Rawhide, Season Three Volume One TV review. Out on DVD Tuesday. (********8/10)
Tuesday, December 9th, 2008Rawhide is one of those classic TV shows that remains cool to this day mostly because of the star power involved. In this case, the star power rests almost exclusively with Clint Eastwood, who played Rowdy Yates, the cattle-droving ramrod. Most of those words don’t even make sense to an audience of today. Cattle-droving? Ramrod? Yes, there was a job called “ramrod”. On cattle drives. And Clint Eastwood had that job on Rawhide. Fitting, no? In previous seasons, it has been a fun pastime to pick out the guest stars who went on to become huge, or who were winding down their careers. In Season Two, Volume Two, Peter Lorre appeared as a creepy slave trader.
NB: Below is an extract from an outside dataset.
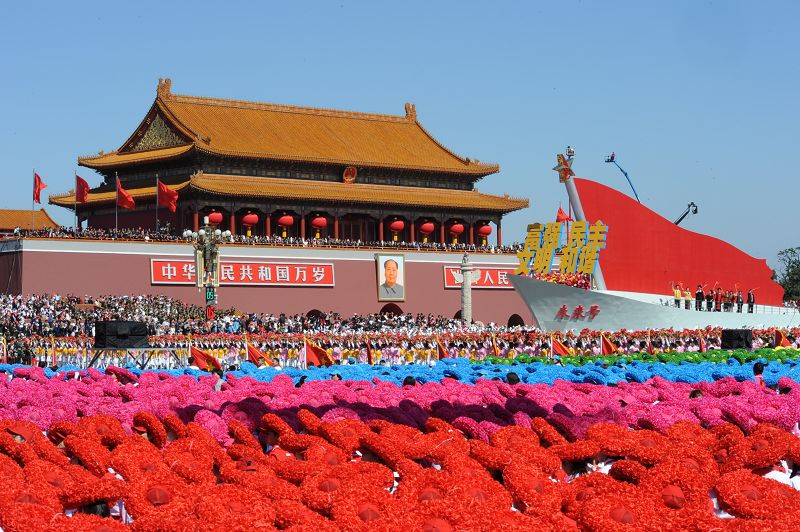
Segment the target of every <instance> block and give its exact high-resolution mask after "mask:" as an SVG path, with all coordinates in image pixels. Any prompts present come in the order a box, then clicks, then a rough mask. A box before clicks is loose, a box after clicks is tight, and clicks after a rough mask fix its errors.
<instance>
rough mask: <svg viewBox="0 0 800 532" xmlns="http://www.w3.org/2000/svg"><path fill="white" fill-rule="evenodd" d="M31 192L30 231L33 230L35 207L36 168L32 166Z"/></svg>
mask: <svg viewBox="0 0 800 532" xmlns="http://www.w3.org/2000/svg"><path fill="white" fill-rule="evenodd" d="M32 192H33V193H32V194H31V231H33V210H34V209H35V208H36V203H35V201H36V198H35V197H34V196H35V195H36V168H35V167H34V168H33V190H32Z"/></svg>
In Season Three, Volume One, there are not many guest stars of note. Perhaps the biggest would be Leonard Nimoy, who went on to be Spock, revered by nerds the world over. But there is no one of Peter Lorre’s stature, and that’s too bad. The show remains great, though. I like the fact that there is a massive cast, people with different jobs on the world’s longest-running cattle drive. Each episode focuses on just a couple of those characters, which means that each episode has a totally different, if still totally western, tone.
For example, there is an episode called Incident of the Blackstorms, where a notorious outlaw named Sky Blackstorm uses Pete Nolan and the simple-minded Mushy in order to kidnap his son. (Blackstorm is apparently native, but is clearly a caucasian actor with a painted face.) This episode features only Nolan and Mushy, and later on the cook and a few others show up. But the trail boss (Eric Fleming) and his right-hand man (Clint Eastwood) don’t appear in the episode at all! Perhaps this is a way to give actors a break. Like when rock bands used to include 10-minute drum solos in their live shows so the rest of the band can go backstage in order to abuse substances and groupies.
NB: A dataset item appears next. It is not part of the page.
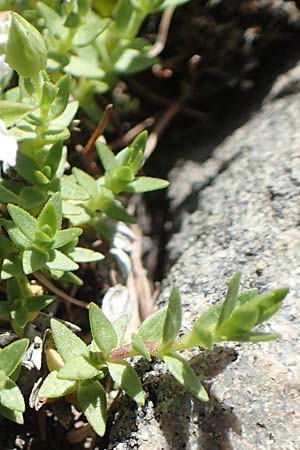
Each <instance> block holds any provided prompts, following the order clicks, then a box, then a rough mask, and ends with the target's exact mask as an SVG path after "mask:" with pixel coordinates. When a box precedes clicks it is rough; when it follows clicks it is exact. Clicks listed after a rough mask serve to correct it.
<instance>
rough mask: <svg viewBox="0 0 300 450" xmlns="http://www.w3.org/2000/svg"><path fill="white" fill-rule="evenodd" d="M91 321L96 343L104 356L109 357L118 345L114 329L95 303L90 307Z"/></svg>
mask: <svg viewBox="0 0 300 450" xmlns="http://www.w3.org/2000/svg"><path fill="white" fill-rule="evenodd" d="M89 319H90V325H91V331H92V335H93V338H94V341H95V342H96V344H97V346H98V347H99V349H100V350H101V351H102V352H103V353H104V355H105V356H108V355H109V354H110V352H111V351H112V350H113V349H114V348H116V347H117V343H118V338H117V335H116V332H115V330H114V327H113V326H112V324H111V323H110V321H109V320H108V319H107V318H106V317H105V315H104V314H103V312H102V311H101V309H100V308H99V307H98V306H97V305H96V304H95V303H90V305H89Z"/></svg>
The next episode is all about Fleming and Eastwood. A crazy, weird rich woman sues Gil (Fleming) and forces him to stop the cattle drive in order to figure it all out. The other characters appear briefly, but this is the Fleming and Eastwood show (Rawhide at it’s best). And then the next one is just Eastwood and Sheb Wooley, primarily. The one complaint I have about Rawhide is that the end of episodes is not always satisfying, and it doesn’t always make sense. At the end of the Sky Blackstorm episode, the outlaw’s own men conveniently turn on him for some strange reason, but it certainly helps us feel better, as it means he will die as he should, just after turning out to be the decent man he ought to be…it’s weird.
Then there’s this crazy-woman episode, where Gil somehow goes undercover at a fancy place in order to change the woman’s mind. He’s totally smashed on whiskey, and then an hour later he has nice clothes and a shave and a haircut and appears to be totally sober. So…he woos this woman, and makes her gunslinger helper jealous and angry, and then she buys the herd from him and installs her gunslinger as the leader, with the intent of having him shot…it makes almost no sense at all. It’s an episode of Rawhide as difficult to follow as a Steven Seagal direct-to-DVD movie.
But it’s worth muddling through some of these complicated and poorly executed plots, because Rawhide remains badass. With the theme song and Clint Eastwood. What more is there? Season Three, Volume One comes out December 9th from Paramount Home Entertainment.